In order to score applications, each mentor needs to indicate the project(s) they would be willing to mentor by selecting the "I am willing to Mentor" button on the mentor dashboard. For scoring an application, apply the below 6 evaluation criteria and evaluate a judgement scoring between 0.0 and 1.0 for each. Round the cumulative score to the closest integer when ranking.

Evaluation Criteria

  • Significance: Application Impact and Relevance
    • How many people would the proposal prospectively benefit?
    • Does it have benefits outside of our community?
  • Approach: Application Quality and Feasibility
    • How well is their application written?
    • Does what they propose seem reasonable?
  • Visibility: Responsive and Engaging
    • Have they been active in the channel?
    • Do they respond to questions and engage in discussions?
  • Charisma: Personality and Ease-of-Interaction
    • Are they easy to talk to?
    • How well do they interact with others?
  • Potential: Long Term Developer Karma
    • Are they excited about working on BZFlag?
    • Perceived chance that they will stick around and keep coding?
  • Ability: Technical Coding Aptitude
    • How impressive is their patch?
    • Can they actually write code?

Mentors should have received an invite for a Google Doc spreadsheet to help evaluate and rank applications.


The Google mentor evaluation form allows for three positive and two negative evaluation levels (in addition to unevaluated/zero): +4 +2 +1 -1 -2. The sum of all your rank selections should equal more than 0 and less than 7. To set a rank of 5, you use +4+2; for 3 you set +2+1; etc.
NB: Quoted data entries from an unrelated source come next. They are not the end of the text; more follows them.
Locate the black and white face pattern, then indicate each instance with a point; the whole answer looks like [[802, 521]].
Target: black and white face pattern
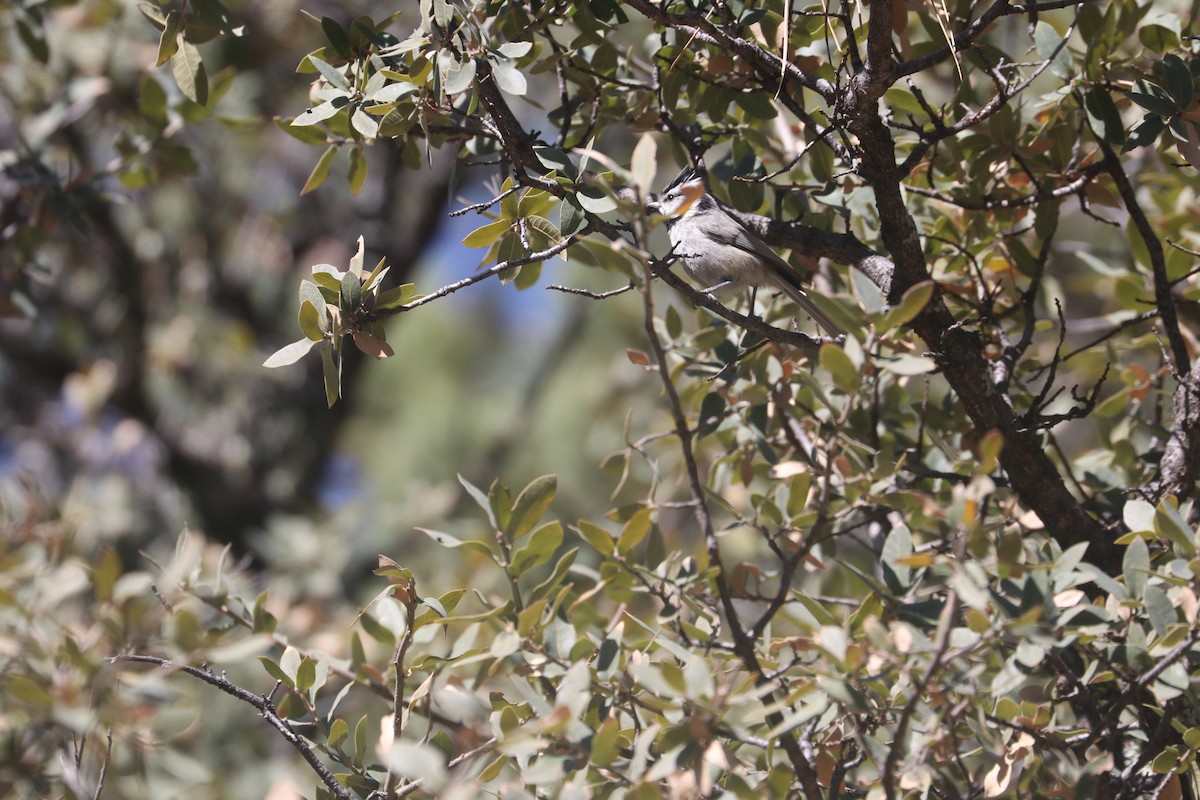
[[682, 200]]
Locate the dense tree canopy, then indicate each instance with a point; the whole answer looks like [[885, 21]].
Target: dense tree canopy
[[952, 553]]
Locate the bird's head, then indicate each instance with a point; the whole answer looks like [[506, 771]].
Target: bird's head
[[678, 198]]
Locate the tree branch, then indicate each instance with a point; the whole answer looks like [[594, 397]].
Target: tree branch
[[264, 708]]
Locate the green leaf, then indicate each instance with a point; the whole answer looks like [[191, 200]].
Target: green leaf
[[1170, 524], [1139, 516], [480, 499], [486, 235], [331, 74], [645, 163], [306, 675], [712, 414], [1135, 566], [570, 217], [190, 76], [1152, 126], [898, 546], [289, 354], [1103, 115], [1153, 98], [835, 361], [275, 671], [1179, 80], [168, 43], [396, 296], [556, 577], [310, 320], [544, 227], [321, 172], [351, 294], [594, 199], [531, 505], [336, 36], [448, 541], [515, 49], [539, 548], [319, 114], [337, 732], [634, 531], [1047, 41], [456, 76], [364, 122], [509, 78], [600, 540], [331, 376], [357, 173]]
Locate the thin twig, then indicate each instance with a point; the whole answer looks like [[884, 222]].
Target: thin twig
[[264, 708]]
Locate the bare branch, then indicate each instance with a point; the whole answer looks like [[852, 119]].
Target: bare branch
[[262, 704]]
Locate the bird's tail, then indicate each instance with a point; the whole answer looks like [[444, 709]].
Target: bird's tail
[[801, 299]]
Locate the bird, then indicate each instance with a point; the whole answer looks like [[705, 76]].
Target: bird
[[721, 253]]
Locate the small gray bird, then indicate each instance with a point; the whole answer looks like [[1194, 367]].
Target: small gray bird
[[719, 252]]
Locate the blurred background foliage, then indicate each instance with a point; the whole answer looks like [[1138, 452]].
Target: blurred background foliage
[[149, 254]]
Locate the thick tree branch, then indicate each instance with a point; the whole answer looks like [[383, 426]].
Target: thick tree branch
[[743, 642], [1180, 467], [959, 352]]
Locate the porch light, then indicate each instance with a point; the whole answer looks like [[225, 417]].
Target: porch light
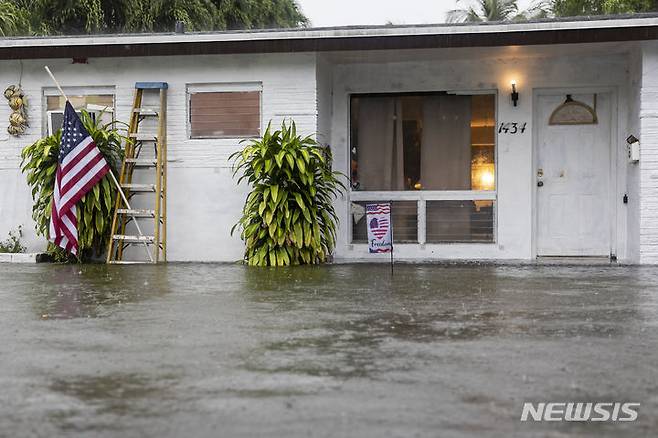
[[515, 94]]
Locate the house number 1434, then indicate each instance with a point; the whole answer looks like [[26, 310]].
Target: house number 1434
[[512, 128]]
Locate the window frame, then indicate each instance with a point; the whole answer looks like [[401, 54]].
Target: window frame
[[423, 196], [222, 87], [94, 90]]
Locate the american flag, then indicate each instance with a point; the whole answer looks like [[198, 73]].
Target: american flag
[[80, 166], [379, 227]]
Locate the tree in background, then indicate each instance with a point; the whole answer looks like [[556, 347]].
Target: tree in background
[[46, 17], [493, 10], [565, 8]]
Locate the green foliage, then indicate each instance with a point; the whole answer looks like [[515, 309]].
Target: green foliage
[[567, 8], [13, 19], [13, 243], [485, 10], [288, 218], [95, 209], [44, 17], [508, 10]]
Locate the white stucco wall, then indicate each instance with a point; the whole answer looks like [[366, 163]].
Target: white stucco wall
[[203, 199], [427, 71], [649, 155], [204, 202]]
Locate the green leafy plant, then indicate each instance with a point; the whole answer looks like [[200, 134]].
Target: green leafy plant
[[288, 218], [95, 209], [13, 243]]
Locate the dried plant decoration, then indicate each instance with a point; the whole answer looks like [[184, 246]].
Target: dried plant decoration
[[573, 112], [18, 122]]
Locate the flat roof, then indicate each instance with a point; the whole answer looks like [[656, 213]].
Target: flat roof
[[636, 27]]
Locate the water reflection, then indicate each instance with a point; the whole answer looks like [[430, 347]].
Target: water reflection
[[89, 291]]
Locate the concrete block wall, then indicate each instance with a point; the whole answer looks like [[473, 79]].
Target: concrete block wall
[[203, 199], [536, 69], [649, 155]]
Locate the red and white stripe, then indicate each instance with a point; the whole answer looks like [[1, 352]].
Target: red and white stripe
[[81, 169]]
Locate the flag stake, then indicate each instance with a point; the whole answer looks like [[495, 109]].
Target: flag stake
[[114, 178], [392, 238]]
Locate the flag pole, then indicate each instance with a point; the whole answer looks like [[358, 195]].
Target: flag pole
[[391, 209], [114, 178]]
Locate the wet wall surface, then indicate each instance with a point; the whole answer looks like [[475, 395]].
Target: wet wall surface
[[221, 350]]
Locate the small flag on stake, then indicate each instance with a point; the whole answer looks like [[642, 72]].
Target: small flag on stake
[[380, 234]]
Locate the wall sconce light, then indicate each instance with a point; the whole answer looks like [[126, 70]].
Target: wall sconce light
[[515, 94]]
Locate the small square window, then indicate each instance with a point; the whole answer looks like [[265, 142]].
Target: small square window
[[225, 114]]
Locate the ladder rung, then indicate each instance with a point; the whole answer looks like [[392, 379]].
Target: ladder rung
[[151, 85], [134, 239], [136, 213], [144, 137], [139, 162], [139, 187], [146, 112]]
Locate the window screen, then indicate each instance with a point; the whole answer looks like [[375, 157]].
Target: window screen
[[225, 114], [460, 222]]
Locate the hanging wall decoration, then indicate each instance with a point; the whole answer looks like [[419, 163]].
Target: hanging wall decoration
[[573, 112], [18, 118]]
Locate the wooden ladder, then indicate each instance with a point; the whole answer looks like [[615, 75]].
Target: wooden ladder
[[138, 161]]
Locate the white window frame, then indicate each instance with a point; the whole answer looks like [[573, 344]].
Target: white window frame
[[221, 87], [77, 91], [423, 196]]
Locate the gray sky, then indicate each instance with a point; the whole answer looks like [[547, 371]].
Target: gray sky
[[346, 12]]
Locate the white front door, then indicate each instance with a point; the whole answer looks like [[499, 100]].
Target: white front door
[[572, 174]]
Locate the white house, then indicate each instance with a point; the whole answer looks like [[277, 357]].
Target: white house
[[423, 116]]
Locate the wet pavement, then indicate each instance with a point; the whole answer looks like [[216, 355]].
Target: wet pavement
[[346, 350]]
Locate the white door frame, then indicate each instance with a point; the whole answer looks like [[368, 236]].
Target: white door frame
[[614, 122]]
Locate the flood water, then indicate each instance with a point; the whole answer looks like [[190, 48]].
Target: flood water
[[189, 350]]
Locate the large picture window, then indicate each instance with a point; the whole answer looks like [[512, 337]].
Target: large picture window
[[432, 141], [434, 155]]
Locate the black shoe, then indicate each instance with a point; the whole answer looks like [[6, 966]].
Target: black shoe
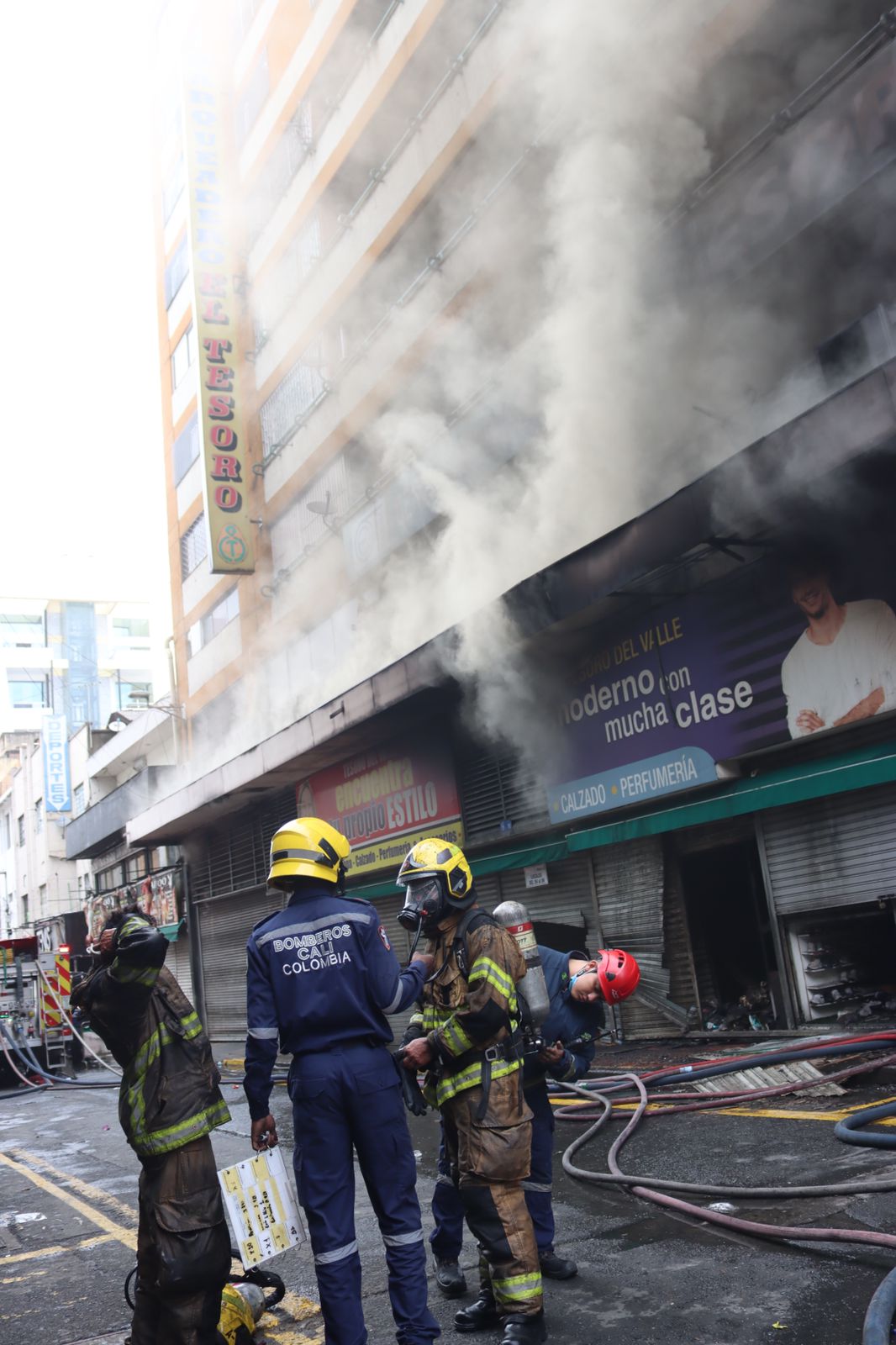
[[479, 1317], [556, 1268], [450, 1277], [525, 1331]]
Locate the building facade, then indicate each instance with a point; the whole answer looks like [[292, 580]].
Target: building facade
[[363, 166], [80, 659]]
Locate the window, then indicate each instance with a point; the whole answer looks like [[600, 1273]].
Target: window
[[111, 878], [291, 400], [194, 546], [136, 867], [22, 631], [177, 271], [172, 190], [27, 692], [213, 622], [134, 696], [183, 358], [186, 450], [131, 627]]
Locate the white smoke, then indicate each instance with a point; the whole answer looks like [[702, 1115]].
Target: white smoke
[[579, 318]]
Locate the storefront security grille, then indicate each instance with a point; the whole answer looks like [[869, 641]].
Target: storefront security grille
[[224, 928], [237, 854], [833, 852]]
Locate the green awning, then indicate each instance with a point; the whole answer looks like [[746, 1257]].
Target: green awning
[[736, 798], [794, 784]]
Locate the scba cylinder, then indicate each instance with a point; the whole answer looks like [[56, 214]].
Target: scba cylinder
[[533, 988]]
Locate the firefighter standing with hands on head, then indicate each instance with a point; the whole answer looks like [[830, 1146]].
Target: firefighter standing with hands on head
[[168, 1105], [577, 988], [472, 1046], [320, 979]]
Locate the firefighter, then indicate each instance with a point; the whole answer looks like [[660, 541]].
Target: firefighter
[[472, 1046], [168, 1105], [579, 986], [322, 977]]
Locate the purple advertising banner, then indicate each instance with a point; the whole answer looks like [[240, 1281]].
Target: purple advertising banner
[[739, 666]]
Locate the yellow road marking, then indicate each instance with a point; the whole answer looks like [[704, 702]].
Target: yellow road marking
[[123, 1235], [76, 1183], [55, 1251], [768, 1113]]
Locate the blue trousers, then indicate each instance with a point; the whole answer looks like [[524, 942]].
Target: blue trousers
[[447, 1208], [343, 1100]]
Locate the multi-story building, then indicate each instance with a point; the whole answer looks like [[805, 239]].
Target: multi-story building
[[445, 296], [81, 659]]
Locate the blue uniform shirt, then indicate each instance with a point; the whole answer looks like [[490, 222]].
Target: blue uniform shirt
[[569, 1020], [319, 973]]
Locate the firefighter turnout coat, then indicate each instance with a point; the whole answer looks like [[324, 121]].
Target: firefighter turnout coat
[[170, 1091]]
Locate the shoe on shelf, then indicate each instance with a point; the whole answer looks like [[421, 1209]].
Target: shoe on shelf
[[556, 1268], [525, 1331], [450, 1278], [479, 1317]]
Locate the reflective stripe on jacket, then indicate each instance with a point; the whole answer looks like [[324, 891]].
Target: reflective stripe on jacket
[[170, 1091]]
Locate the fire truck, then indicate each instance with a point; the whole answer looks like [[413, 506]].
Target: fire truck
[[35, 981]]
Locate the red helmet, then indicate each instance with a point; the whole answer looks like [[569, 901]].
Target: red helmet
[[618, 974]]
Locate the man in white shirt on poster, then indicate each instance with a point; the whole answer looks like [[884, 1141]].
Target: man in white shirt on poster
[[842, 667]]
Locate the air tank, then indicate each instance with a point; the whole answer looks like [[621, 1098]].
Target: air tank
[[533, 986]]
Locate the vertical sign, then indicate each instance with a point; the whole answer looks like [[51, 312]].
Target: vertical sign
[[225, 479], [57, 786]]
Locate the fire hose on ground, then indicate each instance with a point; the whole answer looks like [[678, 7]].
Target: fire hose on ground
[[620, 1087]]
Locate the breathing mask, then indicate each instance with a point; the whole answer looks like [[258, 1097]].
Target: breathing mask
[[424, 905]]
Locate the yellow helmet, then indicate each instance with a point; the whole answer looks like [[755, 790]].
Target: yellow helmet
[[307, 847], [434, 857]]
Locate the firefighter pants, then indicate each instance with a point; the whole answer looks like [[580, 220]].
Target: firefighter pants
[[350, 1100], [492, 1158], [448, 1210], [183, 1248]]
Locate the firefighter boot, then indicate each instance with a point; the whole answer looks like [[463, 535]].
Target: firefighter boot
[[556, 1268], [525, 1331], [450, 1277], [481, 1316]]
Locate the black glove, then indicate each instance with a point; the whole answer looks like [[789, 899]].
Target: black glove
[[414, 1098]]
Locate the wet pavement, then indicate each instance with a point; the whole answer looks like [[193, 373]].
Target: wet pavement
[[67, 1219]]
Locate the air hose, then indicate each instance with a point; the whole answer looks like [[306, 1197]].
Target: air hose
[[653, 1192], [57, 1080], [878, 1320], [846, 1130]]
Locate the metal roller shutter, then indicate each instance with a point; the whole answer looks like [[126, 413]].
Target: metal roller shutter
[[630, 898], [833, 852], [225, 925], [178, 963]]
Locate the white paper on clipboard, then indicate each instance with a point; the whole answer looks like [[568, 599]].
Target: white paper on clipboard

Additionally:

  • Do not use negative scores except to correct or adjust your own evaluation.
  • Do not adjust or compensate for other mentor scores (up or down) even to correct an obvious mistake.
  • Do not evaluate them if you don't care for their proposal and/or don't really intend to mentor that student.
  • Do not base your evaluation on the evaluations and comments of others.

Scores for each application will be averaged and weighted by mentor assignments after evaluations are complete and plugged into a spreadsheet for group review before the final ordering.